La série « Il était une fois en France » narre durant 6 tomes sous forme de BD librement romancée l’histoire extraordinaire de Joseph Joanovici, enfant juif roumain né en 1905, rescapé des pogroms de Kichinev, devenu ferrailleur puis milliardaire sous l’Occupation nazie tout en finançant  un réseau de résistance de la police parisienne, puis traqué et poursuivi après la Libération.

Ce 1er tome, intitulé « L’empire de M. Joseph » se présente comme une sorte de digest de la série entière avec un scénario fait de boucles temporelles rétroactives qui rend le lecteur littéralement « accro » à ce personnage aux facettes contradictoires et multiples. Avec les 5 tomes suivants, de 2007 à 2012, la série à ainsi connu un énorme succès (ventes record et nombreux prix internationaux dans les festivals de BD).

Les auteurs ont terminé le cycle avec une intégrale sous forme de roman graphique en noir et blanc, parue en 2014. 

Grandeur et décadence

Le titre « Il était une fois en France » fait tout de suite penser à celui du western-spaghetti « Il était une fois l’Amérique » dans lequel le héros, un mafieux italo-américain, connait le même genre de destinée.

Du petit juif rescapé des pogroms…

Ce 1er tome commence par les débuts du petit Joseph qui orphelin survit grâce à un savoir-faire commercial qui lui servira plus tard. C’est la période la plus touchante de la vie du personnage – une brève incursion des auteurs dans les pogroms tsaristes d’avant 1914, l’arrivée en France et la protection de son oncle.

Au génie ambivalent

Mais rapidement transparait le côté sombre de Joseph qui évince sans aucune gratitude l’oncle, dépassé par le génie des affaires de son neveu.

La saga d’un Parrain

Le récit se déroule comme une trame qui malmène la chronologie dans une esthétique « clip ». Les tomes 2, 3 et 4 se déroulent pendant les années noires et les opus 5 et 6, après la Libération se chargeront d’en étoffer les flashes de ce premier tome. La promesse de suites passionnantes où nous apprendrons à comprendre l’ensemble des fils de la trame, à la manière des séries actuelles dans lesquelles rien de la psychologie des personnages ne nous échappe…

On retrouve ensuite « Monsieur Joseph » à la fin de sa vie, ayant perdu ses soutiens résistants et harcelé par un juge opiniâtre qui le fera tomber.

Toujours cette ambivalence ressentie par le lecteur vis à vis de ce héros / crapule accentuée par un dessin hyperréaliste des personnages tel qu’on le retrouve dans les personnages des albums de western.

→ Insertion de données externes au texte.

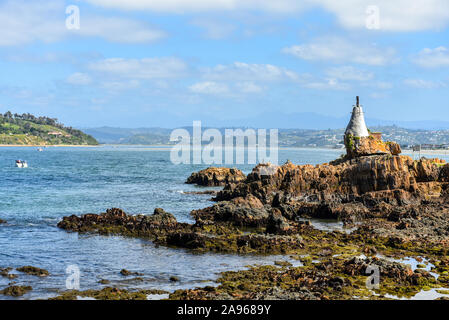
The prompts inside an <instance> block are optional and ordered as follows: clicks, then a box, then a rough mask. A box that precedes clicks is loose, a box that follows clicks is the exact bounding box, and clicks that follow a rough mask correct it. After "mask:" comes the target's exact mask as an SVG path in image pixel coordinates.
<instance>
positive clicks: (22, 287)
mask: <svg viewBox="0 0 449 320" xmlns="http://www.w3.org/2000/svg"><path fill="white" fill-rule="evenodd" d="M31 290H33V288H32V287H30V286H10V287H7V288H6V289H3V290H1V291H0V293H1V294H3V295H6V296H11V297H21V296H23V295H24V294H26V293H27V292H28V291H31Z"/></svg>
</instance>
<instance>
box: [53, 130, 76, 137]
mask: <svg viewBox="0 0 449 320" xmlns="http://www.w3.org/2000/svg"><path fill="white" fill-rule="evenodd" d="M48 135H49V136H56V137H71V136H72V135H71V134H68V133H66V134H64V133H62V132H59V131H50V132H49V133H48Z"/></svg>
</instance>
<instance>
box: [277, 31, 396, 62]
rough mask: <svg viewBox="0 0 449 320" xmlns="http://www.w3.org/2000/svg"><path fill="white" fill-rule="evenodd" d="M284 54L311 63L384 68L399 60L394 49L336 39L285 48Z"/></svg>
mask: <svg viewBox="0 0 449 320" xmlns="http://www.w3.org/2000/svg"><path fill="white" fill-rule="evenodd" d="M282 52H284V53H286V54H290V55H293V56H295V57H297V58H300V59H304V60H310V61H331V62H336V63H345V62H352V63H358V64H366V65H373V66H383V65H386V64H389V63H392V62H395V61H396V60H397V59H396V58H395V50H394V49H393V48H378V47H377V46H375V45H369V46H366V45H362V44H360V43H357V42H350V41H348V40H346V39H342V38H336V37H326V38H320V39H317V40H315V41H314V42H311V43H307V44H302V45H294V46H292V47H287V48H284V49H283V50H282Z"/></svg>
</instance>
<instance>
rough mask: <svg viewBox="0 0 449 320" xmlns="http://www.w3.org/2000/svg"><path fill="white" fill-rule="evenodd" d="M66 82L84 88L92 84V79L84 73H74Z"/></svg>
mask: <svg viewBox="0 0 449 320" xmlns="http://www.w3.org/2000/svg"><path fill="white" fill-rule="evenodd" d="M66 82H67V83H69V84H73V85H80V86H84V85H88V84H90V83H92V79H91V78H90V76H89V75H88V74H86V73H81V72H76V73H74V74H72V75H70V76H69V77H68V78H67V79H66Z"/></svg>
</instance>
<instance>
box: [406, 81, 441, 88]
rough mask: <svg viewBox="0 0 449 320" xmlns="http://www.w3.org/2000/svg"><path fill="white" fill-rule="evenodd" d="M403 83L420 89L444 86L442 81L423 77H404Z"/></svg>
mask: <svg viewBox="0 0 449 320" xmlns="http://www.w3.org/2000/svg"><path fill="white" fill-rule="evenodd" d="M404 83H405V84H406V85H407V86H409V87H412V88H420V89H437V88H444V87H446V84H445V83H444V82H442V81H430V80H423V79H405V80H404Z"/></svg>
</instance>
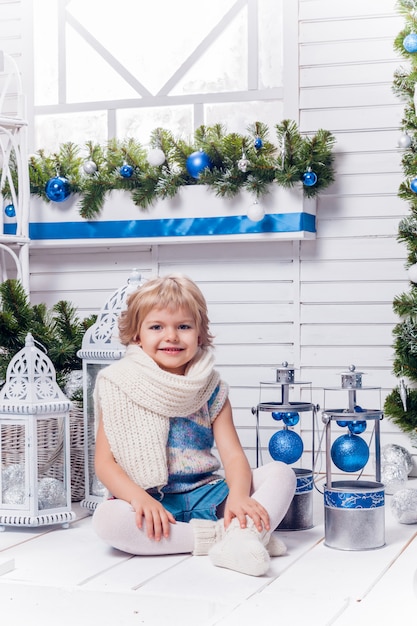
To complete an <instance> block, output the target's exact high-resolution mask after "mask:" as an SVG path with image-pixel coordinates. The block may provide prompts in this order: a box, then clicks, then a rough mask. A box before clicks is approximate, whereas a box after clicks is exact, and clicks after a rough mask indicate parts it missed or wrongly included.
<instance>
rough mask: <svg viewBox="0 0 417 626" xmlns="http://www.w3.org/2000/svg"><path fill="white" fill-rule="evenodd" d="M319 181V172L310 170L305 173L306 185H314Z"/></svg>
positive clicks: (305, 179) (304, 175)
mask: <svg viewBox="0 0 417 626" xmlns="http://www.w3.org/2000/svg"><path fill="white" fill-rule="evenodd" d="M316 182H317V174H316V173H315V172H312V171H311V170H308V171H307V172H305V173H304V174H303V185H304V186H305V187H313V186H314V185H315V184H316Z"/></svg>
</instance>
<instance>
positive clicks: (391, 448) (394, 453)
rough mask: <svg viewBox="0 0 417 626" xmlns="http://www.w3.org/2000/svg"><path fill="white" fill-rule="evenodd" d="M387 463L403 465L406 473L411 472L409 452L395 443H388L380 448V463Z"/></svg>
mask: <svg viewBox="0 0 417 626" xmlns="http://www.w3.org/2000/svg"><path fill="white" fill-rule="evenodd" d="M387 463H389V464H394V465H400V464H403V465H405V468H406V470H407V475H408V474H409V473H410V472H411V470H412V467H413V461H412V459H411V454H410V453H409V452H408V450H406V449H405V448H403V447H402V446H399V445H397V444H395V443H388V444H387V445H385V446H383V447H382V448H381V464H382V465H385V464H387Z"/></svg>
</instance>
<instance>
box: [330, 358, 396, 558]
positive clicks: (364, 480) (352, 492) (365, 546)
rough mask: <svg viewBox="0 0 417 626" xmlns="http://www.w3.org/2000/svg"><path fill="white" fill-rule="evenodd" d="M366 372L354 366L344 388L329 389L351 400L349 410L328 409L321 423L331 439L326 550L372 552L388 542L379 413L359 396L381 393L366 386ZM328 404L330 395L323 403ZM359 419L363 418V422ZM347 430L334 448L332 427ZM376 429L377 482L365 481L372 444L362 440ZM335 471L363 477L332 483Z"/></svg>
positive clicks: (380, 416) (375, 431) (358, 477)
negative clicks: (365, 376)
mask: <svg viewBox="0 0 417 626" xmlns="http://www.w3.org/2000/svg"><path fill="white" fill-rule="evenodd" d="M362 374H363V372H357V371H356V368H355V366H354V365H351V366H350V367H349V371H348V372H344V373H342V384H341V387H337V388H334V387H330V388H327V389H325V390H324V391H325V394H326V393H329V392H331V393H332V394H333V393H335V392H340V393H341V394H343V395H346V393H347V395H348V406H347V407H344V408H337V409H324V410H323V413H322V420H323V423H324V424H325V435H326V484H325V487H324V532H325V541H324V545H326V546H328V547H330V548H336V549H338V550H369V549H373V548H380V547H382V546H383V545H384V543H385V517H384V504H385V492H384V485H383V484H382V482H381V454H380V421H381V420H382V418H383V413H382V411H381V410H380V409H364V408H362V406H360V405H359V404H358V402H357V395H358V394H359V393H362V392H365V391H376V392H380V389H379V388H378V387H363V386H362ZM324 402H325V404H326V396H325V400H324ZM358 418H359V419H358ZM334 422H336V424H337V425H338V426H339V427H344V428H346V427H347V429H348V432H347V433H346V434H344V435H341V436H339V437H337V438H336V439H335V440H334V441H333V443H332V435H331V426H332V423H334ZM368 423H369V424H373V430H374V432H373V435H371V436H370V437H369V441H370V442H371V441H372V439H373V441H374V446H375V478H376V480H375V481H371V480H362V473H363V471H364V468H365V467H366V465H367V464H368V461H369V459H370V449H369V445H368V443H367V441H366V440H365V438H364V437H361V436H360V435H361V434H362V433H364V432H365V430H366V429H367V427H368ZM333 466H334V467H335V468H337V469H338V470H339V471H341V472H346V473H350V474H352V473H355V472H358V473H359V475H358V476H357V477H356V479H355V480H344V479H343V480H333V478H332V472H333V470H334V468H333Z"/></svg>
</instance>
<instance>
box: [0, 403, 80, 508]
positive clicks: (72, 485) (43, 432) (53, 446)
mask: <svg viewBox="0 0 417 626" xmlns="http://www.w3.org/2000/svg"><path fill="white" fill-rule="evenodd" d="M55 426H56V424H55V422H54V421H53V420H48V419H45V420H38V433H37V436H38V474H39V476H49V477H51V478H56V479H57V480H62V479H63V458H62V452H63V448H62V441H63V437H62V432H61V431H60V429H59V428H56V427H55ZM1 438H2V441H1V444H2V445H1V449H2V450H3V451H5V454H4V455H3V461H4V467H7V466H8V465H12V464H19V463H22V462H23V460H24V433H23V427H22V426H19V425H17V424H16V425H15V424H13V425H12V426H5V427H4V426H3V428H2V429H1ZM70 457H71V499H72V501H73V502H79V501H80V500H82V499H83V498H84V497H85V470H84V419H83V409H82V406H80V405H77V404H76V403H73V407H72V408H71V410H70Z"/></svg>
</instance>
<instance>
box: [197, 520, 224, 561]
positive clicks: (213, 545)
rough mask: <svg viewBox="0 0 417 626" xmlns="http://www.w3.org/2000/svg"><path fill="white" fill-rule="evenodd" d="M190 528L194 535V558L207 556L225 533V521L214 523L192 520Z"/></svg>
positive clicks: (211, 522) (210, 522)
mask: <svg viewBox="0 0 417 626" xmlns="http://www.w3.org/2000/svg"><path fill="white" fill-rule="evenodd" d="M190 526H191V528H192V529H193V533H194V550H193V555H194V556H205V555H207V554H208V552H209V550H210V548H212V547H213V546H214V544H215V543H217V542H218V541H220V540H221V539H222V538H223V536H224V533H225V529H224V523H223V520H222V519H221V520H218V521H217V522H213V521H212V520H208V519H192V520H190Z"/></svg>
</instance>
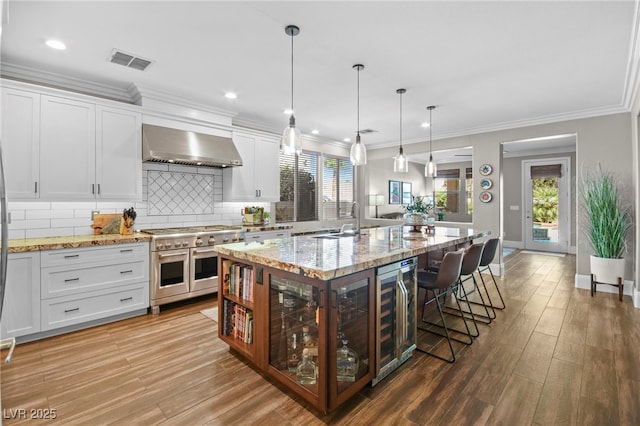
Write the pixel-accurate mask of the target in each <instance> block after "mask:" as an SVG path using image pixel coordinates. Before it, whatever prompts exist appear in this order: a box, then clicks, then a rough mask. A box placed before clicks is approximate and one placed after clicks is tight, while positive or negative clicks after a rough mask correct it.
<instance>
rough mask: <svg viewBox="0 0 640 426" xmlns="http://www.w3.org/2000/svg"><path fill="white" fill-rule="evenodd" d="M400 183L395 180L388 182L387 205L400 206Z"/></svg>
mask: <svg viewBox="0 0 640 426" xmlns="http://www.w3.org/2000/svg"><path fill="white" fill-rule="evenodd" d="M401 195H402V194H401V193H400V182H399V181H397V180H390V181H389V204H400V197H401Z"/></svg>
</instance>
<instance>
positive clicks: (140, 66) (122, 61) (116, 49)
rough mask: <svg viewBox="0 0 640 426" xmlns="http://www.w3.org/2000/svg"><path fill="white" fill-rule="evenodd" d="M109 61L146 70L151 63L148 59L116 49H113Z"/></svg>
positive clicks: (149, 60)
mask: <svg viewBox="0 0 640 426" xmlns="http://www.w3.org/2000/svg"><path fill="white" fill-rule="evenodd" d="M109 62H111V63H112V64H118V65H122V66H125V67H128V68H133V69H136V70H140V71H144V70H146V69H147V67H148V66H149V65H151V61H150V60H148V59H143V58H140V57H137V56H134V55H132V54H130V53H126V52H123V51H121V50H118V49H113V51H112V52H111V58H110V59H109Z"/></svg>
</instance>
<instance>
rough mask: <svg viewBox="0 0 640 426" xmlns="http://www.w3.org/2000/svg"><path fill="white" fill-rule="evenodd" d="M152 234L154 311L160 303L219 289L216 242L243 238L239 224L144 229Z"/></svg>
mask: <svg viewBox="0 0 640 426" xmlns="http://www.w3.org/2000/svg"><path fill="white" fill-rule="evenodd" d="M142 232H145V233H147V234H150V235H151V244H150V247H151V254H150V262H149V264H150V268H151V283H150V298H149V299H150V304H151V312H152V313H154V314H158V313H159V312H160V305H164V304H166V303H171V302H176V301H178V300H183V299H188V298H191V297H195V296H201V295H203V294H209V293H214V292H216V291H218V255H217V253H216V249H215V246H216V245H217V244H225V243H230V242H235V241H243V240H244V234H243V232H242V228H241V227H239V226H226V225H212V226H197V227H188V228H162V229H143V230H142Z"/></svg>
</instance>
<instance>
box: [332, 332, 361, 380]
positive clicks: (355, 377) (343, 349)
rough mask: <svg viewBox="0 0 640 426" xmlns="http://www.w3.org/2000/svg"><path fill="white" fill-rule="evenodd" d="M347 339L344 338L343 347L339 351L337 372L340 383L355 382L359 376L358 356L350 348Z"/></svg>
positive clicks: (347, 339) (337, 361) (357, 354)
mask: <svg viewBox="0 0 640 426" xmlns="http://www.w3.org/2000/svg"><path fill="white" fill-rule="evenodd" d="M348 343H349V341H348V339H347V338H346V337H344V336H343V337H342V347H341V348H339V349H338V357H337V366H338V368H337V370H338V381H339V382H355V381H356V375H357V374H358V366H359V361H358V354H357V353H356V351H354V350H353V349H351V348H349V347H348V346H347V344H348Z"/></svg>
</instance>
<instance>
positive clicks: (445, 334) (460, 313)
mask: <svg viewBox="0 0 640 426" xmlns="http://www.w3.org/2000/svg"><path fill="white" fill-rule="evenodd" d="M463 256H464V250H458V251H454V252H448V253H446V254H445V255H444V257H443V258H442V263H441V264H440V268H439V271H438V272H437V273H435V272H431V271H424V270H423V271H418V287H420V288H422V289H423V290H424V291H425V295H424V300H423V304H422V316H421V318H420V320H421V321H422V322H423V323H425V324H429V325H431V326H435V327H438V328H442V329H444V334H442V333H438V332H436V331H434V330H432V329H431V328H427V327H421V326H418V328H419V329H420V330H423V331H426V332H429V333H432V334H435V335H437V336H442V337H446V339H447V343H448V344H449V351H450V353H451V356H450V357H449V358H445V357H443V356H440V355H438V354H436V353H434V352H433V351H431V350H427V349H424V348H421V347H420V346H418V345H416V346H417V347H416V349H417V350H419V351H420V352H424V353H426V354H428V355H431V356H433V357H435V358H438V359H441V360H443V361H446V362H448V363H453V362H455V360H456V353H455V351H454V350H453V345H452V343H451V341H452V340H455V341H458V342H461V343H464V344H465V345H470V344H471V343H473V338H472V335H471V331H470V330H469V326H468V324H467V321H466V319H465V318H464V315H463V314H462V308H461V307H460V302H459V301H458V298H457V296H456V290H457V287H458V282H459V279H460V270H461V268H462V259H463ZM429 292H432V293H433V295H434V297H433V298H431V299H429V298H428V294H429ZM450 294H452V295H453V296H454V299H455V301H456V304H457V305H458V308H459V311H460V315H461V316H462V320H463V322H464V325H465V328H466V330H467V331H466V333H465V332H463V331H458V330H455V329H450V327H448V326H447V322H446V320H445V317H444V314H445V311H444V310H443V307H444V304H445V301H441V299H443V298H446V297H447V296H448V295H450ZM433 301H435V302H436V305H437V307H438V313H439V314H440V319H441V321H442V324H438V323H432V322H429V321H426V320H425V319H424V312H425V307H426V306H427V304H429V303H432V302H433ZM450 330H451V331H457V332H459V333H462V334H466V335H467V336H468V337H469V339H468V340H460V339H456V338H454V337H452V336H451V333H450Z"/></svg>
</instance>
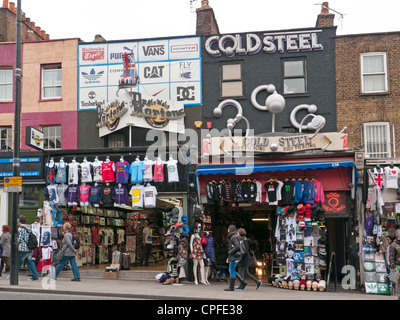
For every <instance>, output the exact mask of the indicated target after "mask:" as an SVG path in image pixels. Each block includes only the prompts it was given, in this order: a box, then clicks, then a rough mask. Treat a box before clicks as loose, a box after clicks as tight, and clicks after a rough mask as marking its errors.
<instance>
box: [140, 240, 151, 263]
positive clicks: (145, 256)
mask: <svg viewBox="0 0 400 320" xmlns="http://www.w3.org/2000/svg"><path fill="white" fill-rule="evenodd" d="M152 247H153V246H152V244H151V243H145V245H144V248H143V259H142V264H143V262H144V265H148V264H149V258H150V253H151V249H152Z"/></svg>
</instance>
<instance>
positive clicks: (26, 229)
mask: <svg viewBox="0 0 400 320" xmlns="http://www.w3.org/2000/svg"><path fill="white" fill-rule="evenodd" d="M24 228H25V227H24ZM25 230H26V232H28V241H27V243H26V246H27V247H28V249H29V250H35V249H36V248H37V246H38V241H37V238H36V236H35V235H34V234H33V233H32V231H29V230H28V229H27V228H25Z"/></svg>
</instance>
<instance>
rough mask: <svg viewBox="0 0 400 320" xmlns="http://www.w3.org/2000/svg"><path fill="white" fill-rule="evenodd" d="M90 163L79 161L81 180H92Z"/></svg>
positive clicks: (89, 181)
mask: <svg viewBox="0 0 400 320" xmlns="http://www.w3.org/2000/svg"><path fill="white" fill-rule="evenodd" d="M91 166H92V164H91V163H90V162H88V161H83V162H82V163H81V182H85V183H88V182H92V181H93V179H92V173H91V170H90V169H91Z"/></svg>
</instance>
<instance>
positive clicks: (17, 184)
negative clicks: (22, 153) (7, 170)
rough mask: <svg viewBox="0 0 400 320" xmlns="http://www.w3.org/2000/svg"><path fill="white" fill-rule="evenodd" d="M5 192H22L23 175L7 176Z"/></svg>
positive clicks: (4, 186)
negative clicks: (21, 175) (7, 176)
mask: <svg viewBox="0 0 400 320" xmlns="http://www.w3.org/2000/svg"><path fill="white" fill-rule="evenodd" d="M4 191H5V192H22V177H5V178H4Z"/></svg>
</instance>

Un document pour l’enseignement en lycée

Le fait de faire rentrer une BD historique utilisable en classe ne fait plus débat depuis longtemps. Il s’agit donc d’un achat par le cabinet d’histoire-géographie de l’établissement hautement recommandé.

Histoire et mémoires (HGGSP)

Il aura sa place dans l’enseignement des mémoires en spécialité Histoire-Géographie-Géopolitique-Sciences Politiques (HGGSP). Le thème 3 de Terminale, intitulé « Histoire et mémoires » dont le premier objectif est de montrer comment les conflits et leur histoire s’inscrivent dans les mémoires des populations, permet d’aborder comment les mémoires des événements se sont succédé chronologiquement au gré des déclarations des dirigeants (De Gaule et la France résistante), des travaux des historiens (Robert Paxton et la France de Vichy) et des paroles des témoins des camps (d’abord les résistants déportés puis les déportés raciaux).

Dans les « zones grises »

La série s’étale sur une période (2007-2012), dates auxquelles le grand public peut entendre l’histoire de l’un de ces nombreux protagonistes des « zones grises »Cette notion a été pensée par Primo Levi pour évoquer la zone entre bourreaux et victimes des camps. Cf. Les Naufragés et les rescapés : quarante ans après Auschwitz, trad. André Maugé, Gallimard-Arcades, 1989.. Il n’en reste pas moins que les auteurs s’ingénient à brouiller les pistes en mélangeant systématiquement les bons côtés de Dr Joseph et les mauvais de Mr. Joanovici, nous laissant nous débrouiller avec sa morale… et la nôtre. Fabien Nury et Sylvain Vallée ne prennent pas parti, ni pour leur héros principal, ni pour le juge, plutôt croqué comme antipathique alors que son action est moralement juste.

Et c’est vraiment la force de cette passionnante petite histoire, qui s’enchevêtre à dessein dans la grande.